An "improvement" of 2 points for fatigue could also indicate a worsening, depending on how the CFQ is interpreted (which I've discussed elsewhere).
@Lucibee Table 3 in the supplementary material to Collin and Crawley’s 2017 paper demonstrates exactly the effect you suggest, where a decrease of 2 points on the Chalder Fatigue Questionnaire, used in PACE as indicating improvement in fatigue, can occur when the patient has deteriorated.
The patients who reported themselves “very much worse” (n=11) at 1 year follow-up after specialist treatment had a mean change in their Chalder Fatigue Questionnaire score of -2.27, with 95% CI of -4.77, 0.22.
The patients who reported themselves “much worse” (n=23) at 1 year follow-up after specialist treatment had a mean change in their CFQ score of -0.26, but the 95% CI was -2.81, 2.29.
Similarly, the 95% CI for those who reported themselves “a little worse” also includes -2:
The patients who reported themselves “a little worse” (n=51) at 1 year follow-up after specialist treatment had a mean change in their Chalder Fatigue Questionnaire score of -1.24, with 95% CI of -3.08, 0.61.

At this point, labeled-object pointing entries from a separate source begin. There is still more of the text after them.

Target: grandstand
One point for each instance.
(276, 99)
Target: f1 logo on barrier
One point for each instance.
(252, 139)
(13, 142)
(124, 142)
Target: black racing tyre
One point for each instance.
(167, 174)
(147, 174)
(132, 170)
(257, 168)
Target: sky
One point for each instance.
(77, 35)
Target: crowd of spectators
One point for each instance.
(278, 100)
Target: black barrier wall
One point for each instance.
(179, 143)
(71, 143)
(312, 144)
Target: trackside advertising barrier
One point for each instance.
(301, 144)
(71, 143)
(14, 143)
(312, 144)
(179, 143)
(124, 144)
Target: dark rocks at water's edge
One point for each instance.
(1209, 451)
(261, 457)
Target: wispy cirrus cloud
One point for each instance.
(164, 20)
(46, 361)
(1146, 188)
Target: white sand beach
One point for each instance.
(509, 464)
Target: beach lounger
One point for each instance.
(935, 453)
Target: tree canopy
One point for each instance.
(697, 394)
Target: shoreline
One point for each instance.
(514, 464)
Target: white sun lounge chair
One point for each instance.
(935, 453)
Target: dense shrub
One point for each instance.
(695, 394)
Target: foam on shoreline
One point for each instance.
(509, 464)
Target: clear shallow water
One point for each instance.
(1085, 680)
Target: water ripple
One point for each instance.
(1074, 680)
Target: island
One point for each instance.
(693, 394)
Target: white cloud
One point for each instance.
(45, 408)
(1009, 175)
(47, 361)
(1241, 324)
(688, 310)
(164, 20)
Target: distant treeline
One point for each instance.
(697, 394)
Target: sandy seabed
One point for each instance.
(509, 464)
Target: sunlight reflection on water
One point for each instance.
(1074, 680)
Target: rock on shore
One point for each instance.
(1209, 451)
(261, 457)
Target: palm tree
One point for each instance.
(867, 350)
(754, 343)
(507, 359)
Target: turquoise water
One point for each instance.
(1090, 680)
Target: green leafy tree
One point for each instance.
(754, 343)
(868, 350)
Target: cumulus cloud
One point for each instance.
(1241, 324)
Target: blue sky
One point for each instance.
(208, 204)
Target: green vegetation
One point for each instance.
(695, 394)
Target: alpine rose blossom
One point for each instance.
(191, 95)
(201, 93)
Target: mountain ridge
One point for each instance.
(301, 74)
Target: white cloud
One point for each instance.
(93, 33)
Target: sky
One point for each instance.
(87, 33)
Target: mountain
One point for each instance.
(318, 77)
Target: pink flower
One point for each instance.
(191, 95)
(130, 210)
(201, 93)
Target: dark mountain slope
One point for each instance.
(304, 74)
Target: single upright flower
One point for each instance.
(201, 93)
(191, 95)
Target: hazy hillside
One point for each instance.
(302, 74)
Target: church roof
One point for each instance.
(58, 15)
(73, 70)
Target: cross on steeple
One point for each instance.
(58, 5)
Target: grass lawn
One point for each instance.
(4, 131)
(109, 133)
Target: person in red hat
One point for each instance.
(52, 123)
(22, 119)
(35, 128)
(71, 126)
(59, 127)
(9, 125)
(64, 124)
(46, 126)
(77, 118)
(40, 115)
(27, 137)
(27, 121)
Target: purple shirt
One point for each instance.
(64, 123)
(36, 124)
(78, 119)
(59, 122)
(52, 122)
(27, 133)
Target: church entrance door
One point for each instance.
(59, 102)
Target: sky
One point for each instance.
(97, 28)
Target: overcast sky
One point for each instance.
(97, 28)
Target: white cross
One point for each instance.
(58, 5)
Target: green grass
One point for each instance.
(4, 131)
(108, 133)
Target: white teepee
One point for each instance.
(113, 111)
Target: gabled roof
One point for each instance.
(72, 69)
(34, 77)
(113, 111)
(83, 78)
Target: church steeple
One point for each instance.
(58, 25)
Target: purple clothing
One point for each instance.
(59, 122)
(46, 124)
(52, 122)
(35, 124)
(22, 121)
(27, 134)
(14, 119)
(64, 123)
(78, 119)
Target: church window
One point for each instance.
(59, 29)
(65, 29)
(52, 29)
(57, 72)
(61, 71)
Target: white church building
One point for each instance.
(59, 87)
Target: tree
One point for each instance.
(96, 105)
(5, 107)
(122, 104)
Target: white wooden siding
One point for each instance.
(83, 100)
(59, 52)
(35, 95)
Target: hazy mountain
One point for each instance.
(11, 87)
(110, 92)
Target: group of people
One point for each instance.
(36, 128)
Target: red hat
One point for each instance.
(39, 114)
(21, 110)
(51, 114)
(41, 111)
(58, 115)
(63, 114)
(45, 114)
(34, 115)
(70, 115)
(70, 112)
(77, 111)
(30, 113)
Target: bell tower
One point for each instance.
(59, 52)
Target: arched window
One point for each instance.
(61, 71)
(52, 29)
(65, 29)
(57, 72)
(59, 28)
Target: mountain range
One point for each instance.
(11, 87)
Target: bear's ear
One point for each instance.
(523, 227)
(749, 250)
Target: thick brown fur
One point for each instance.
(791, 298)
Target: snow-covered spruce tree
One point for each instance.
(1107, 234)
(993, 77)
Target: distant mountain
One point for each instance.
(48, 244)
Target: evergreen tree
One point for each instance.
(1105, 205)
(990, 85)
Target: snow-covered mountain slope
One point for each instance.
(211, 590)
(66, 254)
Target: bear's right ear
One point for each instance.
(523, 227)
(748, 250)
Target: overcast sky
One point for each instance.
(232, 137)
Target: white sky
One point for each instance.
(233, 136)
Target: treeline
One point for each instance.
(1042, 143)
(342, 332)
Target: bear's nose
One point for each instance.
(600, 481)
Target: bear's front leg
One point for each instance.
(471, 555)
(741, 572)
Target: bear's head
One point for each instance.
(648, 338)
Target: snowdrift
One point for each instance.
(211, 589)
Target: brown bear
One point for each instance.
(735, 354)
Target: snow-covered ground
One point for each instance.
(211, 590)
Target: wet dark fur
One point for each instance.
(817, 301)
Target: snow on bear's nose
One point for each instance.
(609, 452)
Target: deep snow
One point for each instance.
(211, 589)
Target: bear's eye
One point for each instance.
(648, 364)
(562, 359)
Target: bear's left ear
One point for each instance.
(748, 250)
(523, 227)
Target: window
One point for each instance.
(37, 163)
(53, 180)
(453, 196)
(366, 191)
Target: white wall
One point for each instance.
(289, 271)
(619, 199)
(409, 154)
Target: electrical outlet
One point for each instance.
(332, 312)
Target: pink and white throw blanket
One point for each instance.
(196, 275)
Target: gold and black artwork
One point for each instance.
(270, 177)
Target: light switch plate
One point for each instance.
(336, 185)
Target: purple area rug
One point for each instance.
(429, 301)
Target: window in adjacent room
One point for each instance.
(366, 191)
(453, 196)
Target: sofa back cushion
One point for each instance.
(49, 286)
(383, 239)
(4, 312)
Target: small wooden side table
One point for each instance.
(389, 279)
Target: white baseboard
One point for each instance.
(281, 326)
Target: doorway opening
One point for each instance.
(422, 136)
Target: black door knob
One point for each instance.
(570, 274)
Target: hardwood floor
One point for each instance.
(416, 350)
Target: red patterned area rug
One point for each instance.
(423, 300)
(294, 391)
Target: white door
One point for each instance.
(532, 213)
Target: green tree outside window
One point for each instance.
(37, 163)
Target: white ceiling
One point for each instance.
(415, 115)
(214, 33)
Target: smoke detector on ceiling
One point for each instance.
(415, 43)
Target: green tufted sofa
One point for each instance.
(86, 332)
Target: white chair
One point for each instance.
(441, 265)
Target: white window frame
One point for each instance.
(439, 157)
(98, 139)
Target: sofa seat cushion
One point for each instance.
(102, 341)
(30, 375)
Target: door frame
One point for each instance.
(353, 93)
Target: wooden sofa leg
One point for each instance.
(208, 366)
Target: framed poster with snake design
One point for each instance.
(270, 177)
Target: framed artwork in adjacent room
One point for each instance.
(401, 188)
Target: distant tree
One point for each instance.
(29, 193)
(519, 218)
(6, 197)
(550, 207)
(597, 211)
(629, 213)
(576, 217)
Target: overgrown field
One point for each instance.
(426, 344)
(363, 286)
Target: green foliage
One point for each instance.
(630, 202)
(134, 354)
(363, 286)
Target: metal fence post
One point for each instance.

The patients who reported themselves “no change” (n=65) at 1 year follow-up after specialist treatment had a mean change in their CFQ score of -2.28, with 95% CI of -3.59, -0.96.
It is only when patients reported themselves better that we leave the -2 realm, with mean changes in their CFQ scores of:
A little better (n=157) -5.90
Much better (n=92) -11.0
Very much better (n=25) -14.9
I can’t find a way of linking to the supplementary material or copying the relevant row of the table – but it’s well worth a look.
The Collin and Crawley 2017 paper is here:
https://www.ncbi.nlm.nih.gov/pmc/articles/PMC5513420/
Please do check the original source before quoting these figures or interpretation as I have brain fog!
Someone with number skills could look at the FOI dataset from PACE and create a table showing how the PACE data compare to this. Mean change in Chalder Fatigue scores at 52 weeks according to patient-rated Clinical Global Impression scores. Any takers? I think we'd expect bigger changes, but the pattern/trend seems likely to be in the PACE data too.